CT angiogram of head, sagittal reconstruction, reveals right M1 ruptured mycotic aneurysm

Figure 9

Cerebral angiogram – early arterial phase, anteroposterior (AP) internal carotid artery injection – reveals right M1 mycotic aneurysm with occlusion of distal branches

Figure 11

Cerebral angiogram – early arterial phase, AP internal carotid injection – reveals coiled M1 mycotic aneurysm and parent vessel

Figure 12

Noncontrast CT scan of head status post hematoma evacuation showing improvement of mass effect

CT angiogram of head, thin-cut axial image, reveals right M1 ruptured mycotic aneurysm

CT angiogram of head, coronal reconstruction, reveals right M1 ruptured mycotic aneurysm

Cerebral angiogram – mid-arterial phase; AP internal carotid artery injection – reveals right M1 mycotic aneurysm with occlusion of distal branches

DISCUSSION

Mycotic aneurysms account for 1.2-5.4% of all known cerebral aneurysms.[138] The incidence of these aneurysms in the pediatric population is approximately 2%.[818] This incidence is likely an underestimation as mycotic aneurysms can go undiagnosed given their resolution after conservative medical therapy for microbial infection in patients without acute intracranial events or neuroimaging studies.[71315] The rupture rate is difficult to ascertain from current literature, ranging from <2% to 72%.[591117] Mortality rates have been reported as high as 30% for unruptured mycotic aneurysms and 80% ruptured mycotic aneurysms.[58919]

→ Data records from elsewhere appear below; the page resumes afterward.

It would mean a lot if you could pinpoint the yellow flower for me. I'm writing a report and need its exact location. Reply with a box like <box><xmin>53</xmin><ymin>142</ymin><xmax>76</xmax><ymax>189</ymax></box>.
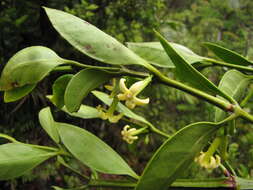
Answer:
<box><xmin>121</xmin><ymin>125</ymin><xmax>138</xmax><ymax>144</ymax></box>
<box><xmin>97</xmin><ymin>105</ymin><xmax>124</xmax><ymax>123</ymax></box>
<box><xmin>195</xmin><ymin>152</ymin><xmax>221</xmax><ymax>170</ymax></box>
<box><xmin>117</xmin><ymin>77</ymin><xmax>151</xmax><ymax>109</ymax></box>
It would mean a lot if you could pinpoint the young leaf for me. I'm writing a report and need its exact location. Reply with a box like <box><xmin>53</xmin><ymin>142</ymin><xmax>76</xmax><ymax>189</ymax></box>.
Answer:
<box><xmin>0</xmin><ymin>143</ymin><xmax>57</xmax><ymax>180</ymax></box>
<box><xmin>127</xmin><ymin>42</ymin><xmax>203</xmax><ymax>68</ymax></box>
<box><xmin>204</xmin><ymin>42</ymin><xmax>253</xmax><ymax>66</ymax></box>
<box><xmin>39</xmin><ymin>107</ymin><xmax>60</xmax><ymax>143</ymax></box>
<box><xmin>4</xmin><ymin>84</ymin><xmax>36</xmax><ymax>103</ymax></box>
<box><xmin>57</xmin><ymin>123</ymin><xmax>138</xmax><ymax>178</ymax></box>
<box><xmin>64</xmin><ymin>69</ymin><xmax>112</xmax><ymax>112</ymax></box>
<box><xmin>135</xmin><ymin>122</ymin><xmax>219</xmax><ymax>190</ymax></box>
<box><xmin>62</xmin><ymin>105</ymin><xmax>99</xmax><ymax>119</ymax></box>
<box><xmin>51</xmin><ymin>74</ymin><xmax>74</xmax><ymax>108</ymax></box>
<box><xmin>215</xmin><ymin>70</ymin><xmax>251</xmax><ymax>121</ymax></box>
<box><xmin>0</xmin><ymin>46</ymin><xmax>64</xmax><ymax>90</ymax></box>
<box><xmin>156</xmin><ymin>33</ymin><xmax>230</xmax><ymax>99</ymax></box>
<box><xmin>44</xmin><ymin>7</ymin><xmax>146</xmax><ymax>65</ymax></box>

The majority of these pseudoaneurysms are formed after development of a septic embolism from infective endocarditis.[4612] This continues to hold true in the postantibiotic era.[516] Less frequent causes include venous sinus thrombosis, bacterial meningitis, and intravenous drug abuse.[25] The pathogenesis is related to the adherence of an embolus onto the vessel wall with subsequent direct bacterial extension and disruption of the underlying structures resulting in aneurysm formation.[6121420] This defect in the vessel wall is induced by cytotoxic effects from the septic embolus, ischemic injury caused by occlusion of the vasa vasorum, and architectural breakdown of the media and adventitial layers caused by inflammatory response.[6101214] Aneurysmal growth is promoted by repetitive arterial pulsation against the vulnerable, predisposed vessel wall.[510] Molinari et al.[14] demonstrated the pathogenesis of cerebral mycotic aneurysms using animal models. In this study, histological sections showed an acute inflammatory response to bacterial invasion of the muscularis layer with early aneurysmal dilatation as early as 24 hours after septic embolism development.

These mechanisms of mycotic aneurysm pathogenesis are relevant to the patient described above. Her imaging studies demonstrated a focal septic embolism from which a mycotic aneurysm developed, and subsequently ruptured within 5 days. This implies a hostile local milieu that compromised vessel integrity as described by the mechanisms above. Furthermore, one must ask if there is predictive value in identifying focal occlusions as a risk factor for local mycotic aneurysm formation. Because the development of a mycotic aneurysm is such a rare occurrence, this question will be difficult to answer. We believe, given the profound morbidity and mortality associated with rupture of these lesions, focal occlusions due to septic emboli should be considered high risk for mycotic aneurysm formation, and as such, close surveillance and aggressive treatment are warranted.